Alabduljabbar Reham
Information Technology Department, College of Computer and Information Sciences, King Saud University, Riyadh, Saudi Arabia.
PeerJ Comput Sci. 2024 Oct 25;10:e2421. doi: 10.7717/peerj-cs.2421. eCollection 2024.
This article presents a usability evaluation and comparison of generative AI applications through the analysis of user reviews from popular digital marketplaces, specifically Apple's App Store and Google Play. The study aims to bridge the research gap in real-world usability assessments of generative AI tools. A total of 11,549 reviews were extracted and analyzed from January to March 2024 for five generative AI apps: ChatGPT, Bing AI, Microsoft Copilot, Gemini AI, and Da Vinci AI. The dataset has been made publicly available, allowing for further analysis by other researchers. The evaluation follows ISO 9241 usability standards, focusing on effectiveness, efficiency, and user satisfaction. This study is believed to be the first usability evaluation for generative AI applications using user reviews across digital marketplaces.

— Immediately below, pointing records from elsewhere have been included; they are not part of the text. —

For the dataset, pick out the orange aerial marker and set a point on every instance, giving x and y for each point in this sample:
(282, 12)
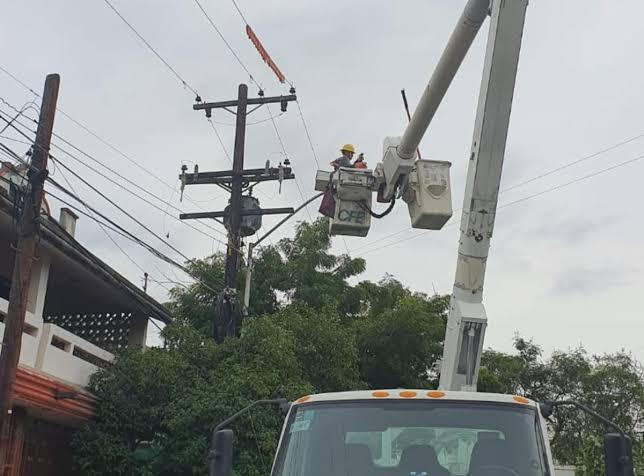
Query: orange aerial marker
(380, 394)
(264, 54)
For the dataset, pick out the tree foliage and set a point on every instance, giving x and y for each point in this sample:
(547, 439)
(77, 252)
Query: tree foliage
(611, 384)
(156, 408)
(311, 330)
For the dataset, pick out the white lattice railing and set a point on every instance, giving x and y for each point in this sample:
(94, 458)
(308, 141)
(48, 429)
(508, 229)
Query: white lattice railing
(56, 351)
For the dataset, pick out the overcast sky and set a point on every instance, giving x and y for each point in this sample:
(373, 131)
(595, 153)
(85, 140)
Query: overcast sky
(565, 267)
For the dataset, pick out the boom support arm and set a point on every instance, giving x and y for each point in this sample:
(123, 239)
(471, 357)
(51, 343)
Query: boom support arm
(467, 319)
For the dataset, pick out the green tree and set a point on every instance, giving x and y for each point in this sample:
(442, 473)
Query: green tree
(611, 384)
(399, 346)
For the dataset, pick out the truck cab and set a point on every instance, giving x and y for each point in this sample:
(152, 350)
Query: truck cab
(413, 432)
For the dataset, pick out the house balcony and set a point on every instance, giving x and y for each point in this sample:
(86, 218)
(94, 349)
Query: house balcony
(56, 352)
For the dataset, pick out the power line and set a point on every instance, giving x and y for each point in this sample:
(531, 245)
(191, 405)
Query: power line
(230, 48)
(240, 12)
(522, 183)
(151, 48)
(55, 160)
(574, 162)
(520, 200)
(98, 137)
(122, 177)
(110, 236)
(308, 135)
(281, 143)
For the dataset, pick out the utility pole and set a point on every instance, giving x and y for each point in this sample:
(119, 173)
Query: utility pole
(25, 256)
(252, 246)
(228, 314)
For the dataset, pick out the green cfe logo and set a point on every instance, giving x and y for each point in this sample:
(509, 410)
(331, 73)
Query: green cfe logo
(352, 216)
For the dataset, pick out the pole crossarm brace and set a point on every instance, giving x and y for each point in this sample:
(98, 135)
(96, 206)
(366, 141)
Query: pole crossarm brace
(247, 175)
(220, 214)
(250, 101)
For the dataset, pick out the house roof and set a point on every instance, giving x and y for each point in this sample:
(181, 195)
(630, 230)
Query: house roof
(83, 269)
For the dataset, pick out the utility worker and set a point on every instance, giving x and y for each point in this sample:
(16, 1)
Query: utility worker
(360, 163)
(345, 160)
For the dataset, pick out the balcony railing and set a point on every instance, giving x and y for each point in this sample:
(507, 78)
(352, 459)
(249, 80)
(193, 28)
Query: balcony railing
(57, 352)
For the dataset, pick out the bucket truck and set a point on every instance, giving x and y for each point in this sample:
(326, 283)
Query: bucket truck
(452, 431)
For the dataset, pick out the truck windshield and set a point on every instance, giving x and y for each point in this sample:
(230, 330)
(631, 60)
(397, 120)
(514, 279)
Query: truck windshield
(406, 438)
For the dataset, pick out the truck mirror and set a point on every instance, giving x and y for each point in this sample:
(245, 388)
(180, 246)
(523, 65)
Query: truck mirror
(618, 455)
(221, 453)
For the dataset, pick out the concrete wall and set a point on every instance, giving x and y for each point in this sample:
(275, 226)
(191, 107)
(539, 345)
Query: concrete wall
(57, 352)
(67, 356)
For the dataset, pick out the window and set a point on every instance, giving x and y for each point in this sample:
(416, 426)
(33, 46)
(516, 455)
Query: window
(391, 438)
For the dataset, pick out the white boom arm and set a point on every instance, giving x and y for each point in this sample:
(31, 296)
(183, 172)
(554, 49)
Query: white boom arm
(400, 155)
(467, 318)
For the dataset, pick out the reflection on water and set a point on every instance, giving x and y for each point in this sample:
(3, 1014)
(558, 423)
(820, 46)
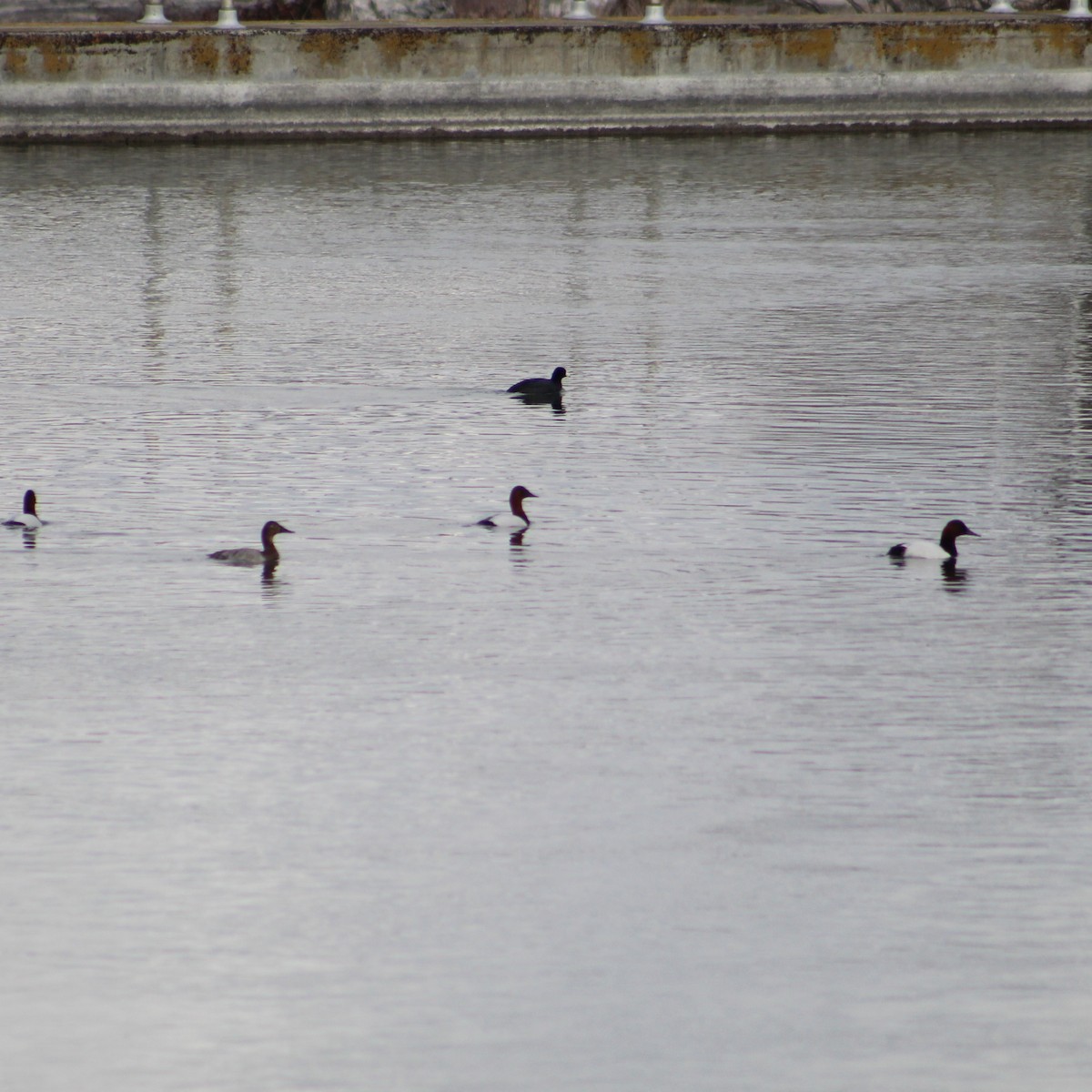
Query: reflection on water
(682, 773)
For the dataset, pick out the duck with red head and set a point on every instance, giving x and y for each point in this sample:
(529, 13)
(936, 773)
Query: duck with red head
(247, 555)
(517, 519)
(945, 551)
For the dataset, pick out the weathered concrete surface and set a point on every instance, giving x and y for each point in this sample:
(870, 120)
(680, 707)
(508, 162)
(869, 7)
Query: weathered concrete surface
(459, 79)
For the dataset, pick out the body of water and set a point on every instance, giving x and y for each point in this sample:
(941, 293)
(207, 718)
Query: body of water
(689, 786)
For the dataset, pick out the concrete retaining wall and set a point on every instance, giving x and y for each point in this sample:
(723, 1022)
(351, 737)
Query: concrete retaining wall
(454, 79)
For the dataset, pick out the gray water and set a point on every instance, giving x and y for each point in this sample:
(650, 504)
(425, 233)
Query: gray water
(691, 786)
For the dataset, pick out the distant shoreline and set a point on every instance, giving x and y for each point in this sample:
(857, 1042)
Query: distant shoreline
(459, 79)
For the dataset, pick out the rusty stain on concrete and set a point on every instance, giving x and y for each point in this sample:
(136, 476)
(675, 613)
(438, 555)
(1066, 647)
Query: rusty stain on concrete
(394, 46)
(1065, 38)
(638, 46)
(15, 61)
(58, 57)
(816, 46)
(203, 54)
(239, 57)
(931, 46)
(329, 48)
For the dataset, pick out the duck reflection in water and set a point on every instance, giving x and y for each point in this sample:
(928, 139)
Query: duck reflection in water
(955, 577)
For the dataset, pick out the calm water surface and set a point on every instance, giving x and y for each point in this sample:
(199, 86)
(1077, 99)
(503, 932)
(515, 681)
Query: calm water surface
(691, 787)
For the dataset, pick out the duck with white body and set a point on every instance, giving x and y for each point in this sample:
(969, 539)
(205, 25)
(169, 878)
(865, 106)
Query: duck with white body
(945, 551)
(28, 519)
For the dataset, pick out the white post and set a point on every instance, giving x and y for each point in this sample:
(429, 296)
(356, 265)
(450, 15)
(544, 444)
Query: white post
(153, 14)
(654, 15)
(228, 19)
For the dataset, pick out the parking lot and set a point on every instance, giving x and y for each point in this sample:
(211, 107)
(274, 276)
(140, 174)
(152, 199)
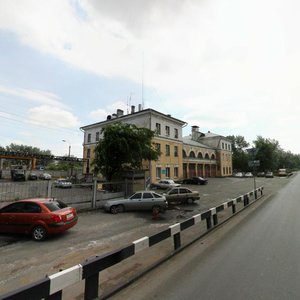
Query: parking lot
(97, 232)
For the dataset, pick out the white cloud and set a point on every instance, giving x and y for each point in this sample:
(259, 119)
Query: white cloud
(34, 96)
(53, 117)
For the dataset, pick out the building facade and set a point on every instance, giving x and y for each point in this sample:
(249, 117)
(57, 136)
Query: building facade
(181, 157)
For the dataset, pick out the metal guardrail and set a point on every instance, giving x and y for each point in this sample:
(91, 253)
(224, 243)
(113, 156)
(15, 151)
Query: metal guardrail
(51, 287)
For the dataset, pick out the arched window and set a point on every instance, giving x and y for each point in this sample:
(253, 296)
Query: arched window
(192, 154)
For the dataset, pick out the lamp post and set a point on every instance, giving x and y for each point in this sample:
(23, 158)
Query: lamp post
(69, 155)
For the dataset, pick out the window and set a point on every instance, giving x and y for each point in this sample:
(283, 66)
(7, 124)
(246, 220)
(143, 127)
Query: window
(32, 208)
(192, 154)
(167, 130)
(173, 192)
(14, 208)
(158, 131)
(167, 150)
(176, 151)
(158, 172)
(168, 172)
(88, 153)
(175, 171)
(147, 196)
(136, 196)
(175, 133)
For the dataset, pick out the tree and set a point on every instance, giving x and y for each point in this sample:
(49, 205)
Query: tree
(267, 153)
(239, 156)
(123, 147)
(24, 149)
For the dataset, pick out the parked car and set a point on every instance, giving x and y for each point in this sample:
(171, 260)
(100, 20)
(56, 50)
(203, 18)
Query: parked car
(164, 184)
(238, 175)
(38, 217)
(195, 180)
(63, 183)
(248, 175)
(45, 176)
(143, 200)
(260, 174)
(181, 195)
(269, 175)
(282, 172)
(32, 176)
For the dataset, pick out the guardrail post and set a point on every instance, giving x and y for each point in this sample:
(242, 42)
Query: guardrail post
(233, 209)
(91, 287)
(56, 296)
(215, 219)
(94, 193)
(177, 240)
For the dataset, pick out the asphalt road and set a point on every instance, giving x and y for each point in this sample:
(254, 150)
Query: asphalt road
(256, 256)
(24, 261)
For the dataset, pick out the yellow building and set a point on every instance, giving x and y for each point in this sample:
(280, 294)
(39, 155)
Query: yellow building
(181, 157)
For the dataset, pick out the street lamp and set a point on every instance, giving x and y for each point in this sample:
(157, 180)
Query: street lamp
(69, 155)
(69, 147)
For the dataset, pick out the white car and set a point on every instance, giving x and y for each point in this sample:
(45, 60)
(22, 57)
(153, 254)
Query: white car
(164, 184)
(45, 176)
(63, 183)
(142, 200)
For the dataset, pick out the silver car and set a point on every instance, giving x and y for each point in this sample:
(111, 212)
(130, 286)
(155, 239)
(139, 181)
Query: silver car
(142, 200)
(164, 184)
(63, 183)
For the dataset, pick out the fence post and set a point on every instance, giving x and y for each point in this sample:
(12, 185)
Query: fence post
(49, 190)
(208, 223)
(177, 240)
(56, 296)
(94, 193)
(91, 287)
(215, 219)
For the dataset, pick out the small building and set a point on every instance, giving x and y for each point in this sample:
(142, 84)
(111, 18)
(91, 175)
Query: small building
(181, 157)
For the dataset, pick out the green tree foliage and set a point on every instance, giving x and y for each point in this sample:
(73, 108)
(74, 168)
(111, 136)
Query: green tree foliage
(267, 153)
(123, 147)
(23, 149)
(240, 157)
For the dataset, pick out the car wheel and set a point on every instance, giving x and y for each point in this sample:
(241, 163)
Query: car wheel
(190, 201)
(39, 233)
(114, 209)
(120, 208)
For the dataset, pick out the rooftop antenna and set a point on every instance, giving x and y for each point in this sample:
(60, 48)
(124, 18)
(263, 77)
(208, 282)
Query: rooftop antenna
(143, 82)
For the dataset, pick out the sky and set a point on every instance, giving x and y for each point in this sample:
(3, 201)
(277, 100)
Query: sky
(230, 67)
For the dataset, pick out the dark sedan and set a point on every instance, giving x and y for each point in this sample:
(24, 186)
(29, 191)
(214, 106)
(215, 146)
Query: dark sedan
(195, 180)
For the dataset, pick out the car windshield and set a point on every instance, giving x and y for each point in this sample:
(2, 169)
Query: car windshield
(55, 205)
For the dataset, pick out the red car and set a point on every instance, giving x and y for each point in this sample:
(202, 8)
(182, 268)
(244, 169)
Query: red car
(38, 217)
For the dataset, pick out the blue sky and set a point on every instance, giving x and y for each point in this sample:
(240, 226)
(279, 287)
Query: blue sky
(231, 68)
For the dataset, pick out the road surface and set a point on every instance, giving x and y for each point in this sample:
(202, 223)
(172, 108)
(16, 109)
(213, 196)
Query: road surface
(255, 256)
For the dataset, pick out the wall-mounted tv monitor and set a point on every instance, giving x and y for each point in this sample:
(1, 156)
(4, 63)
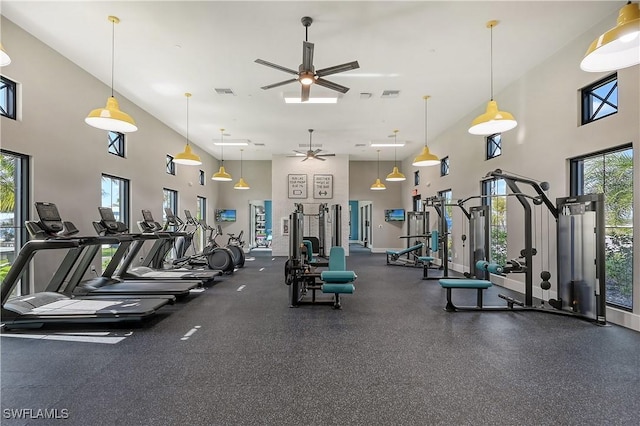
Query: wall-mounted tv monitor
(394, 215)
(225, 215)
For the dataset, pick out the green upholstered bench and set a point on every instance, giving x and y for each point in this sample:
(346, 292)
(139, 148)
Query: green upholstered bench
(479, 285)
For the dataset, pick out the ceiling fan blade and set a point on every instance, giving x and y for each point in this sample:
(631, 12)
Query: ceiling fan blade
(305, 93)
(330, 85)
(338, 68)
(282, 83)
(276, 66)
(307, 56)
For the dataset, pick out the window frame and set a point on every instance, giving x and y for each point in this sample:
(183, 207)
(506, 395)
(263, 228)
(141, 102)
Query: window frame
(493, 146)
(444, 166)
(116, 145)
(587, 115)
(9, 94)
(170, 165)
(576, 187)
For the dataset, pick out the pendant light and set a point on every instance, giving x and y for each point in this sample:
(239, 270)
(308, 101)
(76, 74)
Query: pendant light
(187, 157)
(377, 185)
(4, 57)
(241, 183)
(221, 175)
(111, 117)
(493, 120)
(395, 175)
(619, 47)
(425, 158)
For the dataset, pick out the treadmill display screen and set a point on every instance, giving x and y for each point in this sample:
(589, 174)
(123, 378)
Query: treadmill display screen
(48, 212)
(107, 214)
(147, 216)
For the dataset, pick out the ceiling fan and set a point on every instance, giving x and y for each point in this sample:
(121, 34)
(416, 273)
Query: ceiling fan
(306, 74)
(311, 153)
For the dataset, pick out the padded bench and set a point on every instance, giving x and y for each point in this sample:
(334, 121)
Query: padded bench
(394, 255)
(479, 285)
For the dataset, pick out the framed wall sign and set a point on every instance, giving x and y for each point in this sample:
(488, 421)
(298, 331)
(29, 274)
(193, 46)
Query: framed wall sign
(297, 186)
(323, 186)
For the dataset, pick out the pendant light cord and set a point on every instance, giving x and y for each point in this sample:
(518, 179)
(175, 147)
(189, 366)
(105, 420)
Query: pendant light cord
(491, 60)
(113, 44)
(187, 95)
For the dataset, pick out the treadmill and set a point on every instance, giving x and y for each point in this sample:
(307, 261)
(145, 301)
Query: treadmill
(107, 284)
(127, 252)
(49, 307)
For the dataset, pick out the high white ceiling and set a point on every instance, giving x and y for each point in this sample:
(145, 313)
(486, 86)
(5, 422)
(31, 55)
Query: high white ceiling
(438, 48)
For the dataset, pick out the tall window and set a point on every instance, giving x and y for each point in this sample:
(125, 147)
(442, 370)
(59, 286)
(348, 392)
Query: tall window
(444, 166)
(115, 194)
(14, 210)
(611, 173)
(8, 98)
(171, 166)
(600, 99)
(494, 146)
(170, 201)
(201, 213)
(495, 196)
(116, 143)
(446, 196)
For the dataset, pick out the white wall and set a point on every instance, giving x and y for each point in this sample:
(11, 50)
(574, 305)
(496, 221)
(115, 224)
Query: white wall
(546, 103)
(282, 166)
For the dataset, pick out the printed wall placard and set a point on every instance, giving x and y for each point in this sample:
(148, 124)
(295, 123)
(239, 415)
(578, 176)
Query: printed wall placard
(323, 186)
(297, 186)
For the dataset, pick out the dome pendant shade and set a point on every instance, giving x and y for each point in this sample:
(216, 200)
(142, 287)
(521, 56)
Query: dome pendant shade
(4, 57)
(187, 157)
(425, 158)
(617, 48)
(395, 175)
(492, 121)
(378, 186)
(241, 184)
(111, 118)
(221, 175)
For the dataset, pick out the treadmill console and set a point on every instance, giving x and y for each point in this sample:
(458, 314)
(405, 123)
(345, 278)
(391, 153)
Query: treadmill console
(50, 219)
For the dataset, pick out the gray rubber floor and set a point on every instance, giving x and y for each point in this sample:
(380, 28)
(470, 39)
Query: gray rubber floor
(236, 355)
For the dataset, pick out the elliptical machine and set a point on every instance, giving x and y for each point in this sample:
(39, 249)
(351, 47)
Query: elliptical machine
(216, 258)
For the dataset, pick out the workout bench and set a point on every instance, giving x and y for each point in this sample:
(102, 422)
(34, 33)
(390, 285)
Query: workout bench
(393, 256)
(479, 285)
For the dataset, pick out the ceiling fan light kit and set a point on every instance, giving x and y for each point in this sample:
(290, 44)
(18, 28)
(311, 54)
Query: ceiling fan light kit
(311, 153)
(111, 117)
(493, 120)
(307, 74)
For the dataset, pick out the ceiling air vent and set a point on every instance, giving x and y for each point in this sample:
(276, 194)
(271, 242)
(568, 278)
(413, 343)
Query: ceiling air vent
(390, 94)
(224, 92)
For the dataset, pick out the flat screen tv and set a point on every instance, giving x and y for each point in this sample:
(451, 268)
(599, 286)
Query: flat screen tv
(225, 215)
(394, 215)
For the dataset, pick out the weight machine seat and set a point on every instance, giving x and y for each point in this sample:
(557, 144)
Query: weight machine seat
(337, 279)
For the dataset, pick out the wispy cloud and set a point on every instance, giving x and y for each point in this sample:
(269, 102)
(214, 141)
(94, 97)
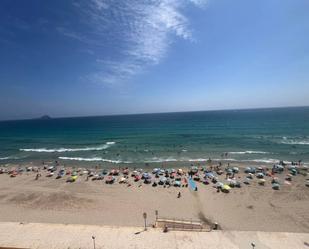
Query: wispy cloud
(136, 33)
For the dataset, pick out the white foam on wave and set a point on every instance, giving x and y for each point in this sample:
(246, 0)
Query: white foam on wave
(101, 147)
(248, 152)
(92, 159)
(294, 142)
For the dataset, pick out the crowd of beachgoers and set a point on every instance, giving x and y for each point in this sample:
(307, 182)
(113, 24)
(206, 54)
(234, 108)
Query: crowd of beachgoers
(223, 178)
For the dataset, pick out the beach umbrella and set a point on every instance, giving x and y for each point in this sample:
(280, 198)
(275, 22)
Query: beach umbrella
(177, 183)
(260, 175)
(231, 183)
(219, 185)
(275, 180)
(235, 169)
(155, 171)
(226, 188)
(209, 175)
(247, 181)
(122, 180)
(275, 186)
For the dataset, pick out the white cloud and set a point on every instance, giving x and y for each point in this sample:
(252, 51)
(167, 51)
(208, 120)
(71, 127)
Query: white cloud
(138, 32)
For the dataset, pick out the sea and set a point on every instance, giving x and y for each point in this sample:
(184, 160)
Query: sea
(255, 136)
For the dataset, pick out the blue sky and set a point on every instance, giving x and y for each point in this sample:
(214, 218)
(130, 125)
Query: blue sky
(97, 57)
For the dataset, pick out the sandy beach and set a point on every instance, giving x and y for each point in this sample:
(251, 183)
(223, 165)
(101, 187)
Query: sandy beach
(249, 208)
(38, 235)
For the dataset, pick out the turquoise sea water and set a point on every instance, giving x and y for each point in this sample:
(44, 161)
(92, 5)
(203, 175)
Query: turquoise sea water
(260, 135)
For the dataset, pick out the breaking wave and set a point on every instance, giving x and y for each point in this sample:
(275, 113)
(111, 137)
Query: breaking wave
(92, 159)
(294, 141)
(9, 158)
(101, 147)
(248, 152)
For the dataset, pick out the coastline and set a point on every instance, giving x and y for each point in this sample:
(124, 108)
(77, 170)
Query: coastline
(249, 208)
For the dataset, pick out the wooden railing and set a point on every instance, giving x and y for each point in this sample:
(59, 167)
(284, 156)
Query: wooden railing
(182, 224)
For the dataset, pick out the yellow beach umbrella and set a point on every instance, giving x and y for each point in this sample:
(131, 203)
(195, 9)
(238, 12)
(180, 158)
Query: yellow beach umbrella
(226, 187)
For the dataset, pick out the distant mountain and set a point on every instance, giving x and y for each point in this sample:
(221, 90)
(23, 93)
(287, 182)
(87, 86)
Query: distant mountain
(45, 117)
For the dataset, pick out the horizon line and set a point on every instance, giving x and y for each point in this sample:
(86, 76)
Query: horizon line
(150, 113)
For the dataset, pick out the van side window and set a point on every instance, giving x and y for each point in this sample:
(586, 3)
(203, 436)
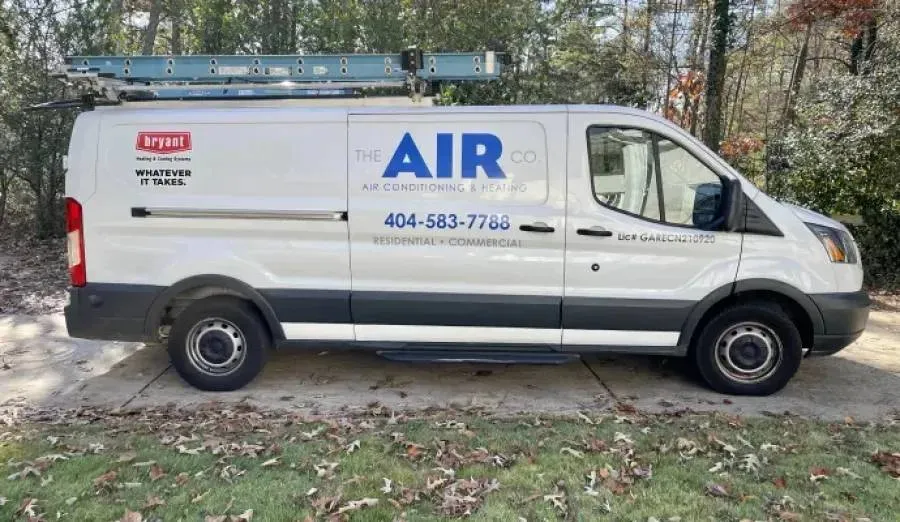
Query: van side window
(643, 174)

The results show that ChatGPT achieved the highest compound usability scores among Android and iOS users, with scores of 0.504 and 0.462, respectively. Conversely, Gemini AI scored the lowest among Android apps at 0.016, and Da Vinci AI had the lowest among iOS apps at 0.275. Satisfaction scores were critical in usability assessments, with ChatGPT obtaining the highest rates of 0.590 for Android and 0.565 for iOS, while Gemini AI had the lowest satisfaction rate at -0.138 for Android users. The findings revealed usability issues related to ease of use, functionality, and reliability in generative AI tools, providing valuable insights from user opinions and feedback. Based on the analysis, actionable recommendations were proposed to enhance the usability of generative AI tools, aiming to address identified usability issues and improve the overall user experience. This study contributes to a deeper understanding of user experiences and offers valuable guidance for enhancing the usability of generative AI applications.
本文通过分析来自热门数字市场(具体为苹果应用商店和谷歌应用商店)的用户评论,对生成式人工智能应用程序进行了可用性评估和比较。该研究旨在弥合生成式人工智能工具在实际可用性评估方面的研究差距。2024年1月至3月,共提取并分析了11549条针对五款生成式人工智能应用程序的评论:ChatGPT、必应人工智能、微软Copilot、Gemini人工智能和达芬奇人工智能。该数据集已公开提供,供其他研究人员进一步分析。评估遵循ISO 9241可用性标准,重点关注有效性、效率和用户满意度。据信,这项研究是首次利用跨数字市场的用户评论对生成式人工智能应用程序进行可用性评估。结果显示,ChatGPT在安卓和iOS用户中获得了最高的综合可用性得分,分别为0.504和0.462。相反,Gemini人工智能在安卓应用中得分最低,为0.016,而达芬奇人工智能在iOS应用中得分最低,为0.275。满意度得分在可用性评估中至关重要,ChatGPT在安卓系统中的满意度得分最高,为0.590,在iOS系统中为0.565,而Gemini人工智能在安卓用户中的满意度得分最低,为-0.138。研究结果揭示了生成式人工智能工具在易用性、功能和可靠性方面的可用性问题,从用户意见和反馈中提供了有价值的见解。基于分析,提出了可操作的建议,以提高生成式人工智能工具的可用性,旨在解决已识别的可用性问题并改善整体用户体验。这项研究有助于更深入地理解用户体验,并为提高生成式人工智能应用程序的可用性提供有价值的指导。